The second day of the Linux Kernel Developers Summit was held on
June 25 in Ottawa. This writeup covers the discussions from that day;
see also our Day One coverage
IBM's Ken Rozendal gave a presentation on what large database systems need
from Linux for optimal performance. For the most part, it was a familiar
shopping list: large pages, large block I/O operations, asynchronous I/O,
direct I/O, multiqueue scheduler, reduced lock contention, etc. Much of
that list has already found its way into the 2.5 development series, so the
database people should be reasonably happy. Now it's mostly a matter of
waiting for the 2.6 stable release.
One interesting point Ken raised had to do with NUMA systems. According to
Ken, most large (8-way or greater) SMP systems are really NUMA systems
internally - it's just that the vendors do not present them that way. It
is hard to make a multi-way system without making memory (and other
resources) be "closer" to some processors than others. So various
techniques for improving performance on NUMA systems (process CPU affinity,
local memory allocation, text replication) will be increasingly important,
even on systems which are not advertised as being NUMA.

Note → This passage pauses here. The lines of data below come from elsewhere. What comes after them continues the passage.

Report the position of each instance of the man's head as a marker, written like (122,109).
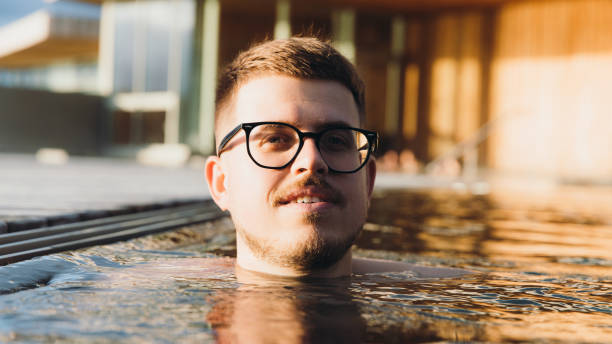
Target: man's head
(298,57)
(299,205)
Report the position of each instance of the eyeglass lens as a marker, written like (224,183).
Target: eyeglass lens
(275,145)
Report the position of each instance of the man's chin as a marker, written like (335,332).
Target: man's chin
(315,248)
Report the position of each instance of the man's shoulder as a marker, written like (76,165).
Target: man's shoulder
(366,265)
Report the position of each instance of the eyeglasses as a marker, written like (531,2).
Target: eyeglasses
(275,145)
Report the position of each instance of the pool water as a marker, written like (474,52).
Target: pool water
(543,263)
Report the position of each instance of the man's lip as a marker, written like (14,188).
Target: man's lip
(323,196)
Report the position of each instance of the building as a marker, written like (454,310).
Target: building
(515,86)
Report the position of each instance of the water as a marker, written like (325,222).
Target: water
(544,266)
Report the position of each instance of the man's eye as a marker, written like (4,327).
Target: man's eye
(276,142)
(338,142)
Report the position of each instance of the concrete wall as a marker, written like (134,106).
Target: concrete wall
(33,119)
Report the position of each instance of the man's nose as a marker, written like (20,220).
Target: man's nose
(309,159)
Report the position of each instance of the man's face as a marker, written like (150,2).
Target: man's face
(267,205)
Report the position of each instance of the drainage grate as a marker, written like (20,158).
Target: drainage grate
(23,245)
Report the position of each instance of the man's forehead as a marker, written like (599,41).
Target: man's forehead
(311,103)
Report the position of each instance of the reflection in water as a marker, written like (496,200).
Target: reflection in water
(545,276)
(287,311)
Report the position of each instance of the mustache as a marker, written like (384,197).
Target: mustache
(321,186)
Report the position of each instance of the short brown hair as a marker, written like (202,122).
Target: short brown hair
(298,57)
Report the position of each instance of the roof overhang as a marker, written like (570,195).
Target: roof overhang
(42,38)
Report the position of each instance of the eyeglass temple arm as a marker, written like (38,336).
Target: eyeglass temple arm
(227,138)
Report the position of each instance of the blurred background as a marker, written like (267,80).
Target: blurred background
(456,87)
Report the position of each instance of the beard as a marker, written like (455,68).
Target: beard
(315,252)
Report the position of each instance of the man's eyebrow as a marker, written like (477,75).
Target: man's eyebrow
(333,124)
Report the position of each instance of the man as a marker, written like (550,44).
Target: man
(293,166)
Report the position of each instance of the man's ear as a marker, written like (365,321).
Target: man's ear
(371,175)
(217,181)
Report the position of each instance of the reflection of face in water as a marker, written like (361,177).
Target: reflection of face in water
(287,311)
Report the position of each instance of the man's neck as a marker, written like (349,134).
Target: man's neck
(245,259)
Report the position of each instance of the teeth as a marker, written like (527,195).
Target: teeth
(307,199)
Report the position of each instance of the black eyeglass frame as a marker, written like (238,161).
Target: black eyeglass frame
(371,136)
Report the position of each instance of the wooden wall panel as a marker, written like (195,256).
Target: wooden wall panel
(551,77)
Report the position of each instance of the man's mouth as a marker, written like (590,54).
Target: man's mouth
(308,199)
(312,192)
(301,198)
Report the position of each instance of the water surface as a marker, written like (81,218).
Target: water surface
(544,266)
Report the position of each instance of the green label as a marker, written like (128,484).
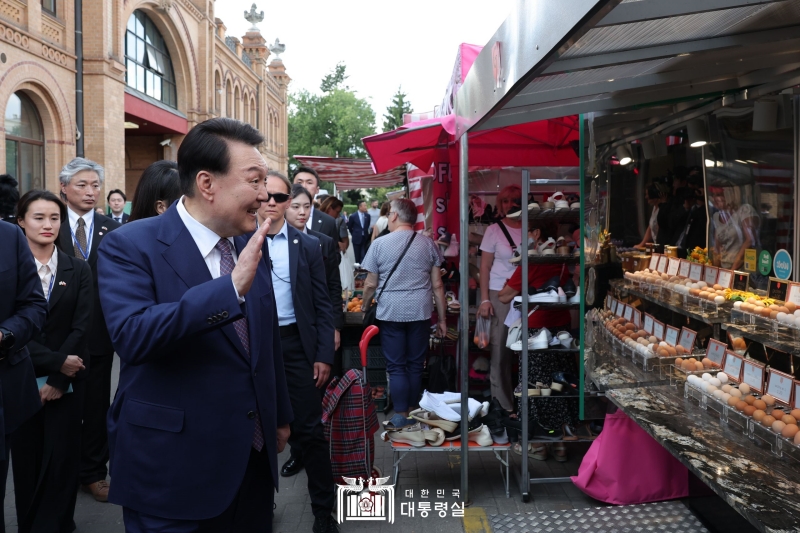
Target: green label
(764,263)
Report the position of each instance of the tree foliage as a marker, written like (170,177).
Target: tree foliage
(393,118)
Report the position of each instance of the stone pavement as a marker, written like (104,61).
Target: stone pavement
(430,471)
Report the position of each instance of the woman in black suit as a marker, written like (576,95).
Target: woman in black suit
(46,448)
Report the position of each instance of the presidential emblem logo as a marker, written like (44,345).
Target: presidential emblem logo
(357,502)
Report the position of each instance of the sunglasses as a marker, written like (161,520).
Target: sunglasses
(280,197)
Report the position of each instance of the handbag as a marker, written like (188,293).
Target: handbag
(371,314)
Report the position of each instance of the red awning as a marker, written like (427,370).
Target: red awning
(352,173)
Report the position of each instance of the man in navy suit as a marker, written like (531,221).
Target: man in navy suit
(23,310)
(202,408)
(359,229)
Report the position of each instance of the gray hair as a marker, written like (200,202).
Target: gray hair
(406,210)
(79,164)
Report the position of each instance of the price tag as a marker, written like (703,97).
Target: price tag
(658,330)
(671,336)
(648,323)
(695,272)
(710,275)
(683,270)
(629,313)
(725,278)
(716,351)
(733,366)
(753,374)
(780,386)
(662,264)
(672,268)
(687,339)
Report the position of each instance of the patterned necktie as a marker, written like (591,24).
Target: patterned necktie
(80,237)
(226,265)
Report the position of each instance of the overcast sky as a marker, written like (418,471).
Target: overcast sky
(412,43)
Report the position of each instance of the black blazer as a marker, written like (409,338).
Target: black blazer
(23,311)
(312,304)
(331,257)
(99,339)
(68,324)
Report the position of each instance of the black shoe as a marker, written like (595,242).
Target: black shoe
(291,467)
(325,524)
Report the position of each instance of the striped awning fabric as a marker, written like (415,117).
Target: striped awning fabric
(352,173)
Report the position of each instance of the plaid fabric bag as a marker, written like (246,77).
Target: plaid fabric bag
(350,421)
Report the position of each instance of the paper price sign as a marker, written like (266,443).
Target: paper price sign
(648,323)
(658,330)
(725,278)
(716,351)
(695,271)
(733,366)
(687,339)
(674,263)
(753,374)
(671,336)
(780,386)
(662,264)
(683,269)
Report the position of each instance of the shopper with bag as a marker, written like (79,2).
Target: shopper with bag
(404,268)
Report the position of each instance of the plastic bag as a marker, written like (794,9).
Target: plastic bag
(482,326)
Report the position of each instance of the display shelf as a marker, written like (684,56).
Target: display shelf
(745,473)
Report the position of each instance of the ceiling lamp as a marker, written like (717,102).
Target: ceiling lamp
(624,155)
(698,133)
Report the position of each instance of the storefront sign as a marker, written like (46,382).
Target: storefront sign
(782,264)
(683,270)
(750,259)
(710,275)
(716,351)
(725,278)
(733,366)
(687,339)
(753,374)
(764,263)
(780,386)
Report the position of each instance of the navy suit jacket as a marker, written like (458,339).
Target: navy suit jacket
(360,233)
(180,429)
(23,311)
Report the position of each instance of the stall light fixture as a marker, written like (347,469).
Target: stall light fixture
(698,133)
(624,155)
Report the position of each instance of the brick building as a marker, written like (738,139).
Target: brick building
(152,70)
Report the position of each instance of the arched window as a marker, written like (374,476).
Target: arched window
(147,60)
(24,143)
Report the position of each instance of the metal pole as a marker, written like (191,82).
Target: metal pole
(463,295)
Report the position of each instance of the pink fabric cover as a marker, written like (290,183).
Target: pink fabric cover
(625,465)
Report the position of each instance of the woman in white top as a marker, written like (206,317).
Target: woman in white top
(497,248)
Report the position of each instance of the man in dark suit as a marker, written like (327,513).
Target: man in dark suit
(202,408)
(80,236)
(23,310)
(304,316)
(116,202)
(358,224)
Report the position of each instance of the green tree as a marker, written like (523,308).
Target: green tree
(393,118)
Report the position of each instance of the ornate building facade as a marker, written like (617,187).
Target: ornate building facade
(152,70)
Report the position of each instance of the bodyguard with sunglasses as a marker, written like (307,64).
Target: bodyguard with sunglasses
(307,339)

Linus pointed out that even desktop PCs are starting to look more NUMA-like
as a result of processors with hyperthreading.
One desired feature still does not exist in Linux: I/O completion ports.
Completion ports allow a process to wait on a (potentially very large)
number of I/O events, and provide a straightforward indication of which
event actually occurred. Applications like the Domino server, which can be
waiting on tens of thousands of network sockets, would benefit from this
As always, there remains work to do. A comparison of this presentation
with the database wishlist from last year's kernel summit
shows, however, that a great deal of progress has been made.
HP's kernel wishlist
Bdale Garbee, the current Debian Project Leader, presented HP's wishlist
for the Linux kernel. It was relatively short and straightforward; either
HP is mostly happy with the state of the kernel, or the company hasn't
gotten around to asking for the big ticket items yet.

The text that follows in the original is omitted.